The class analysis of the official Communist bureaucracies shows uniformly the absence of a working class leadership or representation of marginal communities of an Indian circumstance like the Dalits, Muslims and the tribals. Instead we see a gentrified petit bourgeoisie concentration of group interests in the leadership. It used to be said that there was peculiar nature of the left, the Indian labour movement: that while the working class would mobilise under the umbrella of a AITUC or a CITU and struggle for their wages, compensations and their rights, but, but, they will still not vote Left in the general or state legislative polls. No one from the left would go beyond the obvious – that the Left did not have a political presence in the Hindi heartland of the country or in southern India beyond Kerala.
Yet, why is it that the working class who would people the ranks of the labour organisations, which were really the frontal organisations of these political parties could not be inducted into the latter’s ranks, was beyond the pale of the study or action of Left political leaders.   

This distinction engulfed the senses of the Left leadership so much that they could only think of technical solutions to leadership problems. This was reflected in the Salkia Plenum of CPI (M) in 1979, which had pledged to extend the party’s political extension in the Hindi heartland.
However, the fact that the resolutions of the Plenum have remained largely in the realms of esoteric ideas is evident even in this election. Significantly, the CPI (M) – still the largest communist party of the country – general secretary, Prakash Karat was tasked for looking after the electorally significant Uttar Pradesh.

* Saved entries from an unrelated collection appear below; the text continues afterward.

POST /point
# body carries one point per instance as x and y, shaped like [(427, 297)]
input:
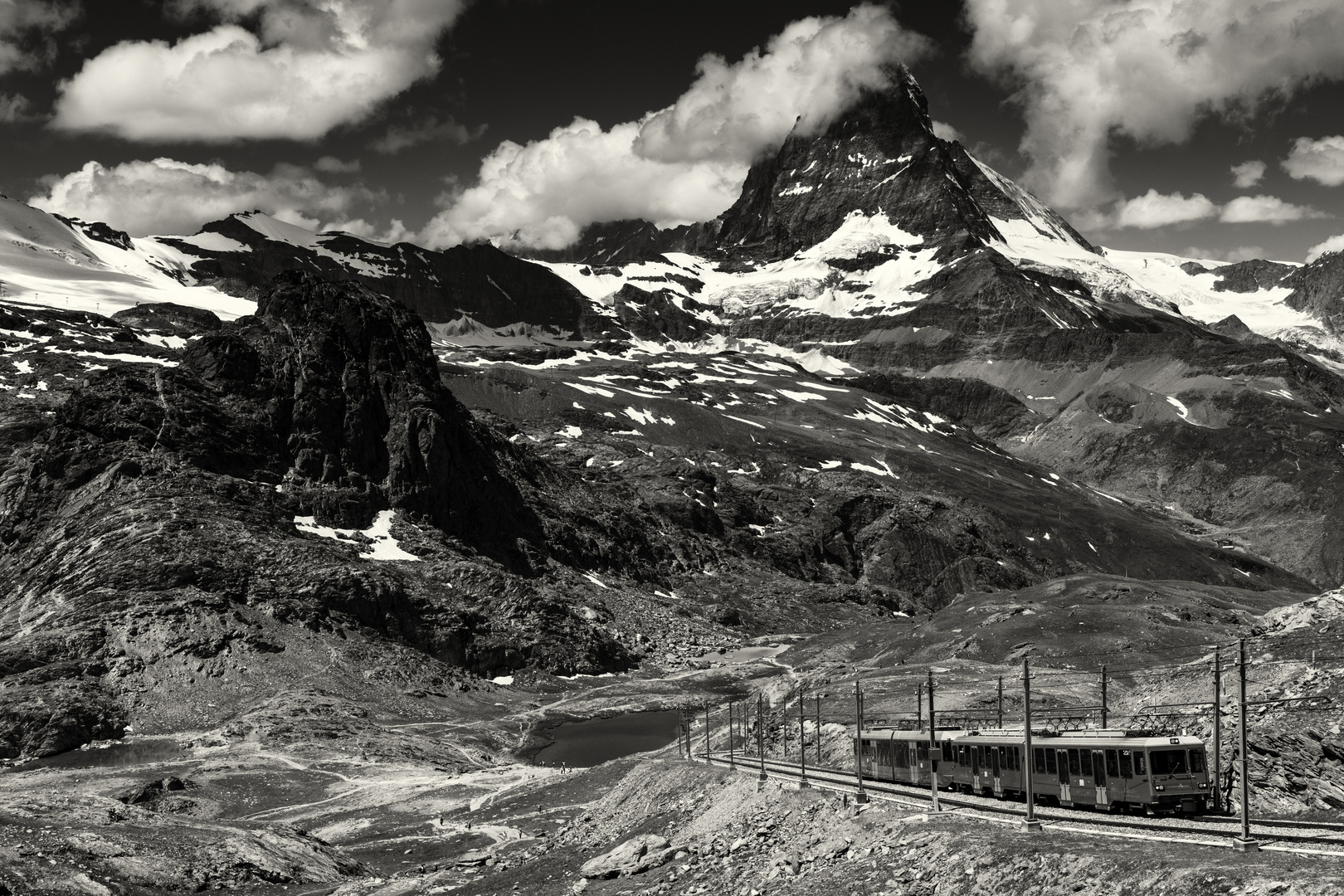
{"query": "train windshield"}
[(1168, 762)]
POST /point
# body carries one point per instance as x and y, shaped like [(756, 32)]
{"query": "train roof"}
[(903, 733), (1093, 738)]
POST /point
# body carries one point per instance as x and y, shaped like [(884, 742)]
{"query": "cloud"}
[(944, 130), (311, 65), (1322, 160), (427, 130), (1248, 173), (167, 197), (334, 165), (1086, 71), (1332, 245), (14, 108), (27, 28), (687, 162), (1272, 210), (1157, 210), (394, 232), (811, 73)]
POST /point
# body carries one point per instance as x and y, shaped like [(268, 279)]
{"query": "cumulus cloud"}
[(394, 232), (311, 65), (1270, 210), (1147, 69), (1322, 160), (1248, 173), (1157, 210), (167, 197), (687, 162), (14, 108), (334, 165), (944, 130), (429, 130), (1332, 245)]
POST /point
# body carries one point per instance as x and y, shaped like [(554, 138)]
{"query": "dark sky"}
[(520, 67)]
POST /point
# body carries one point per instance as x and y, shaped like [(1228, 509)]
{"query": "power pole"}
[(762, 778), (730, 737), (802, 744), (933, 744), (1029, 824), (1244, 844), (819, 731), (862, 796), (1105, 711), (707, 733), (1218, 731)]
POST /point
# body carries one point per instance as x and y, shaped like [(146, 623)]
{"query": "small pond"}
[(745, 655), (596, 740), (119, 752)]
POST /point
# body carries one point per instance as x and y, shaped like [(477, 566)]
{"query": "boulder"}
[(633, 856)]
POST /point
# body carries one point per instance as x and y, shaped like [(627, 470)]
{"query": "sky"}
[(1205, 128)]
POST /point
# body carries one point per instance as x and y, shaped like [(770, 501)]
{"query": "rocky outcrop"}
[(632, 857), (169, 319), (621, 242), (479, 281), (41, 720), (1319, 290), (879, 158)]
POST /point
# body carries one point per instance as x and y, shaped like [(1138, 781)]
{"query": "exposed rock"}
[(41, 720), (633, 856)]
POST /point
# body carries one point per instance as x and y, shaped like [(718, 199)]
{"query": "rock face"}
[(879, 158), (41, 720), (242, 253)]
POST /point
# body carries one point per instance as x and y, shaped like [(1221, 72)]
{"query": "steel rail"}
[(916, 793)]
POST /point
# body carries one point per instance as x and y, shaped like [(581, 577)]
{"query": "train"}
[(1107, 770)]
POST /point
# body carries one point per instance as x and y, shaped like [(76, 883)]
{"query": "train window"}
[(1168, 762)]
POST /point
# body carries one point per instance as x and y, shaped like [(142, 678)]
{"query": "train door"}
[(1064, 790), (1099, 778)]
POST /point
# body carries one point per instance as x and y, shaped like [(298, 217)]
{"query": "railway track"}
[(1202, 829)]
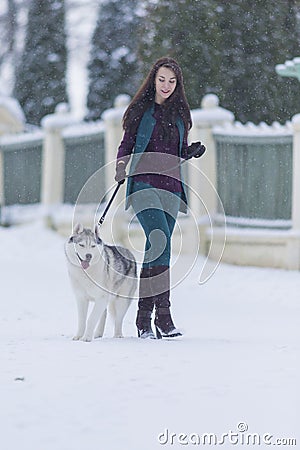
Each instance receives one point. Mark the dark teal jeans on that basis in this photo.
(156, 210)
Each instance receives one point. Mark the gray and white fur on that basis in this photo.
(105, 275)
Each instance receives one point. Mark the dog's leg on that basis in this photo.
(101, 325)
(82, 309)
(120, 306)
(97, 312)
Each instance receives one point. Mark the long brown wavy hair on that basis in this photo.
(174, 106)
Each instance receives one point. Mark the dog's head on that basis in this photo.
(84, 246)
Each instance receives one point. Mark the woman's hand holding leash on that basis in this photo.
(195, 150)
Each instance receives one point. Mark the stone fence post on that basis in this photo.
(53, 160)
(204, 119)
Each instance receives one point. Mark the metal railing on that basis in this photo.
(254, 174)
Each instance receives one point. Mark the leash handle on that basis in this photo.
(101, 220)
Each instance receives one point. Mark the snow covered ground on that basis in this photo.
(236, 368)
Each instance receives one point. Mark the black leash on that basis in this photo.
(101, 220)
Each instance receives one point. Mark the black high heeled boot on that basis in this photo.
(145, 306)
(163, 320)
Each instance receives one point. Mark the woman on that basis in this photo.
(156, 125)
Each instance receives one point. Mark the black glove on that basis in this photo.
(195, 150)
(120, 172)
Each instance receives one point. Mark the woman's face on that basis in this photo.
(165, 84)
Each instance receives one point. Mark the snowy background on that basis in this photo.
(238, 360)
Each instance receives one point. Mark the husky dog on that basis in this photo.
(103, 274)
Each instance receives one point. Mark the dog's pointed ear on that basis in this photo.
(78, 228)
(97, 234)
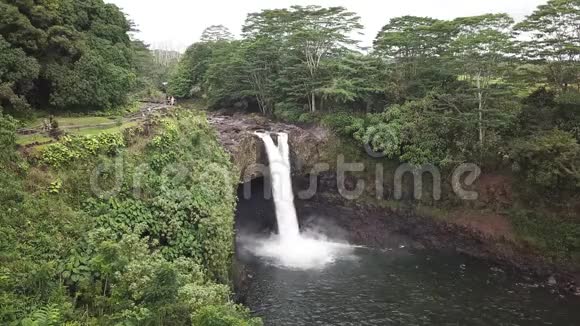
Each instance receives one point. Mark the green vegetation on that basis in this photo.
(72, 55)
(430, 91)
(158, 252)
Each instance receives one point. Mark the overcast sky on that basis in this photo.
(175, 24)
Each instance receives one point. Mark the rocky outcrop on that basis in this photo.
(235, 131)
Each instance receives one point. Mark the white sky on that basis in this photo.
(175, 24)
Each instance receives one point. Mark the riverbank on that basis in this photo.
(481, 228)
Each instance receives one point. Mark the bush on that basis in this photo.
(72, 148)
(550, 160)
(161, 256)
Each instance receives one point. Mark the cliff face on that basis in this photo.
(235, 131)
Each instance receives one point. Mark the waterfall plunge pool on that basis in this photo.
(327, 282)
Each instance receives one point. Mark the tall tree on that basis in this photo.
(478, 54)
(216, 33)
(413, 46)
(318, 33)
(555, 33)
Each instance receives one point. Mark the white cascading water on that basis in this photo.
(279, 158)
(290, 248)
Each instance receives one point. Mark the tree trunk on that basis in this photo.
(480, 111)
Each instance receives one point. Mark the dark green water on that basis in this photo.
(402, 288)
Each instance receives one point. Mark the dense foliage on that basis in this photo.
(82, 244)
(69, 55)
(433, 91)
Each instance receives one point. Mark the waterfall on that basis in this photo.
(290, 248)
(279, 159)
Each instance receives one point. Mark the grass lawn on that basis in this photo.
(24, 140)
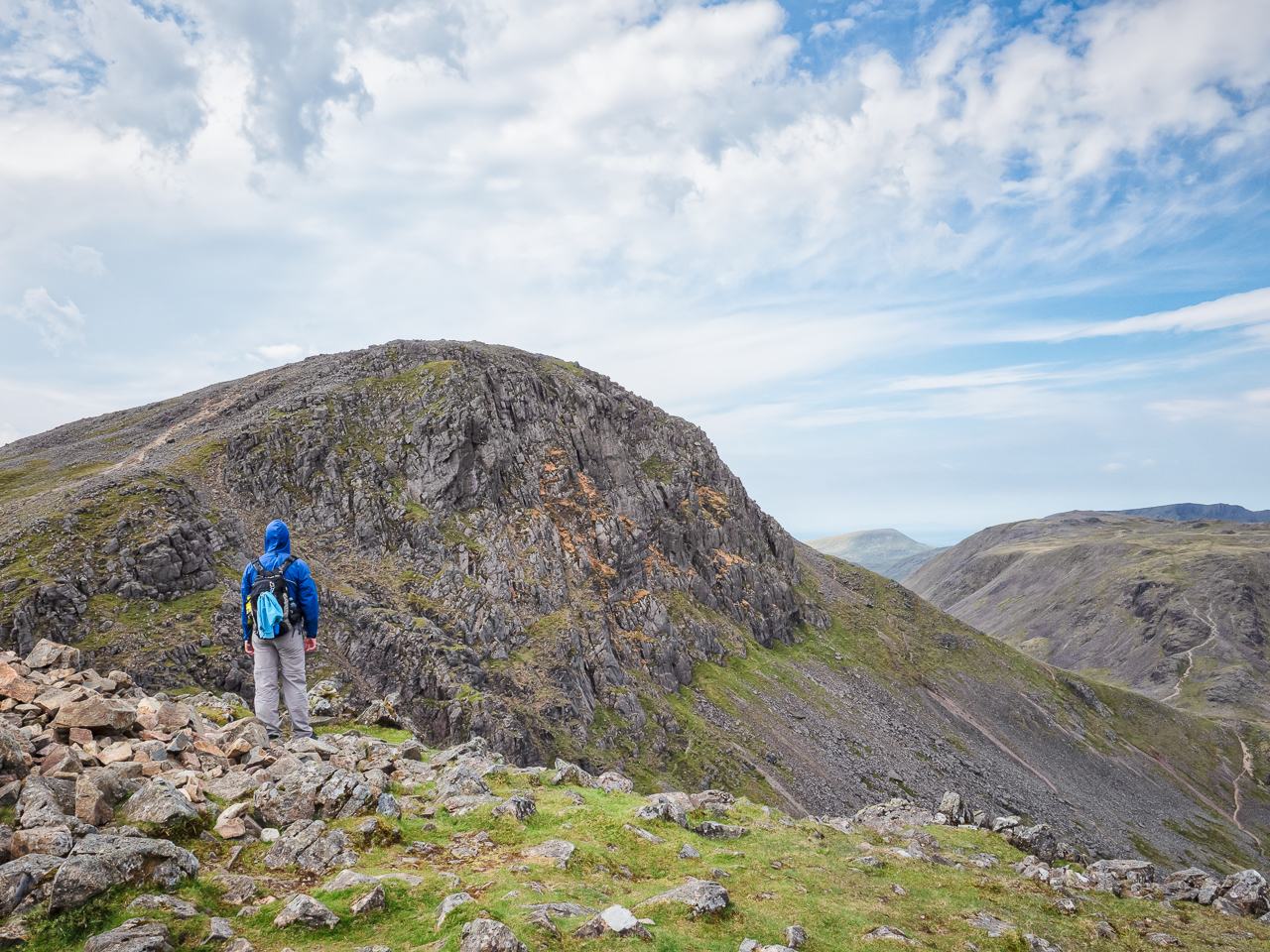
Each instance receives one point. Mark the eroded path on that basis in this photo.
(1246, 772)
(1191, 653)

The decline of the Left parties, and the CPI(M) and CPI had to begin from states where they were dominant. So, the decline of the Left Front rule in West Bengal have become a major factor for the block’s existential crisis. But why did it have to happen this way? The communist leading lights in the state like Jyoti Basu, and after the death of Pramode Dasgupta, the likes of Anil Biswas, had consciously decided not to change the class character of the ruling classes in the countrysides, thus continuing with the same oppressive classes that wielded power during the Congress Party regimes. Though the Left Front in the state had ushered in limited land reforms and a wider tenurial reforms, it was done in way that did not dare to challenge status quo ante in terms of the rural class pyramid.
These ruling classes also co-opted themselves unchallenged into the new spoils system of office. Result, when it robbed the revolutionary spirit of the Left parties, the residents of the various party headquarters began to sense an entirely new comfort level with the status quo. They shared the spoils with these agents who were the legacies of the successive Congress Party regimes in the state, who kept them in situ.

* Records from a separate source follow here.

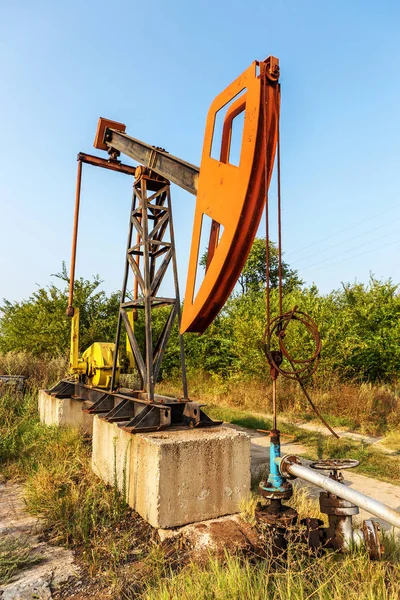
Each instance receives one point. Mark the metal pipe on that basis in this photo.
(342, 491)
(70, 310)
(275, 478)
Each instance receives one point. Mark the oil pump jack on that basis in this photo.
(233, 196)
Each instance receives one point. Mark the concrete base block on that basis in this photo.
(64, 411)
(173, 478)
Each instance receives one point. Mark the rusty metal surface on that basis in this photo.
(171, 167)
(151, 218)
(371, 505)
(102, 126)
(233, 196)
(111, 165)
(370, 529)
(131, 409)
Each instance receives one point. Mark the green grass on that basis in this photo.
(80, 511)
(372, 462)
(330, 577)
(15, 554)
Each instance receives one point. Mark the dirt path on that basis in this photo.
(56, 564)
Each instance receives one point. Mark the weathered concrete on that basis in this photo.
(177, 477)
(64, 411)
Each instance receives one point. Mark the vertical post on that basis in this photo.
(70, 310)
(178, 300)
(147, 291)
(122, 297)
(74, 350)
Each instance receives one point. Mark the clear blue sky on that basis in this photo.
(157, 66)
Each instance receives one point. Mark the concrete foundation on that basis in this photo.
(64, 411)
(176, 477)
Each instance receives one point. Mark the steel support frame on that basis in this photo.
(151, 219)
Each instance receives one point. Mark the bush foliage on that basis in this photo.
(359, 326)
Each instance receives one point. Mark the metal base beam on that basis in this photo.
(132, 412)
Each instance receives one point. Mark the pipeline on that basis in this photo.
(289, 467)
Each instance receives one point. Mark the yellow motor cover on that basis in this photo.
(99, 359)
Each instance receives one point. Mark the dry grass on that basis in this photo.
(15, 554)
(370, 409)
(42, 371)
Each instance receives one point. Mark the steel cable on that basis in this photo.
(300, 368)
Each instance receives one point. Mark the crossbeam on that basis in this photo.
(158, 160)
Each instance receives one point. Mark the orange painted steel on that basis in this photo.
(232, 196)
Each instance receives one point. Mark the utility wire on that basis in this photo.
(348, 240)
(344, 230)
(352, 257)
(345, 252)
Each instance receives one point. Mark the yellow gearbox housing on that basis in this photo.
(99, 360)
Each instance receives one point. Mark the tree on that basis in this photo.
(40, 325)
(253, 275)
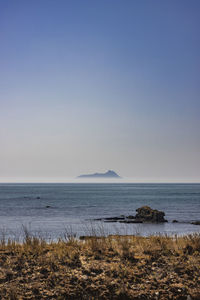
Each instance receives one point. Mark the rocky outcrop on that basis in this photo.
(147, 214)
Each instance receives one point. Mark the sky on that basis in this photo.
(87, 86)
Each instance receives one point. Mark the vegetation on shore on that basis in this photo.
(113, 267)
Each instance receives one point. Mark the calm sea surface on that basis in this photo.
(73, 206)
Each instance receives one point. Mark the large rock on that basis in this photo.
(147, 214)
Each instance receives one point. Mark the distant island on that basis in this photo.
(108, 174)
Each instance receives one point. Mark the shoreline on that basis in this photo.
(113, 267)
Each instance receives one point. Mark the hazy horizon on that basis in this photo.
(88, 86)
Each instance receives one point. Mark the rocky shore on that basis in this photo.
(145, 214)
(113, 267)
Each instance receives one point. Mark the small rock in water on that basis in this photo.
(147, 214)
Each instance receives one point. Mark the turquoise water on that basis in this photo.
(72, 207)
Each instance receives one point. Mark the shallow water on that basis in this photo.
(73, 206)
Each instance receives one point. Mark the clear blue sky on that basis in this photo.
(87, 86)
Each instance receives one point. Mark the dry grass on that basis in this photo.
(113, 267)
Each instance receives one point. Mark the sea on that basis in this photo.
(65, 210)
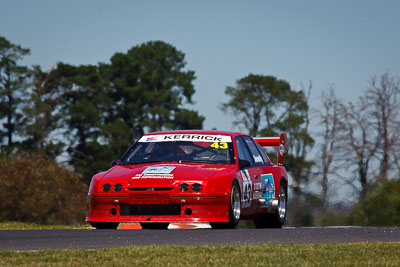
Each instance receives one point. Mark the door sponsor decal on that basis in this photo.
(268, 188)
(246, 196)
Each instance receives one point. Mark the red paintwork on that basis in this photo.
(211, 204)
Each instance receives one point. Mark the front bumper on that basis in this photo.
(158, 208)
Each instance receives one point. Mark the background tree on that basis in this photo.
(12, 86)
(266, 106)
(42, 116)
(328, 157)
(383, 97)
(254, 100)
(41, 191)
(107, 106)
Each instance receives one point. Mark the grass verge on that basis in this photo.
(357, 254)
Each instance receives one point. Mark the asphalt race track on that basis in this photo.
(93, 239)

After Basu’s retirement from the CM-ship and Anil Biswas’s death, when Buddhadeb Bhattacharya wanted to take a post-Soviet Union and a clear Chinese experimentation with modernising socialism beyond the precepts of Marx, he took the route of doing it with the help of the government bureaucracy, thus nullifying any role of the party. Did he know that the party-front he lead was not capable of delivering the messages of his methods? Doubtful.

At the end, it produced a result that eviscerated the state Party and the Front and possibly bring closer to the demobilisation (in the military sense) of the CPI (M), thus producing an effect knock-on effect at the all India for all the Leftist parties. How they now should redefine the future is a subject of another ‘In the line of Fire’.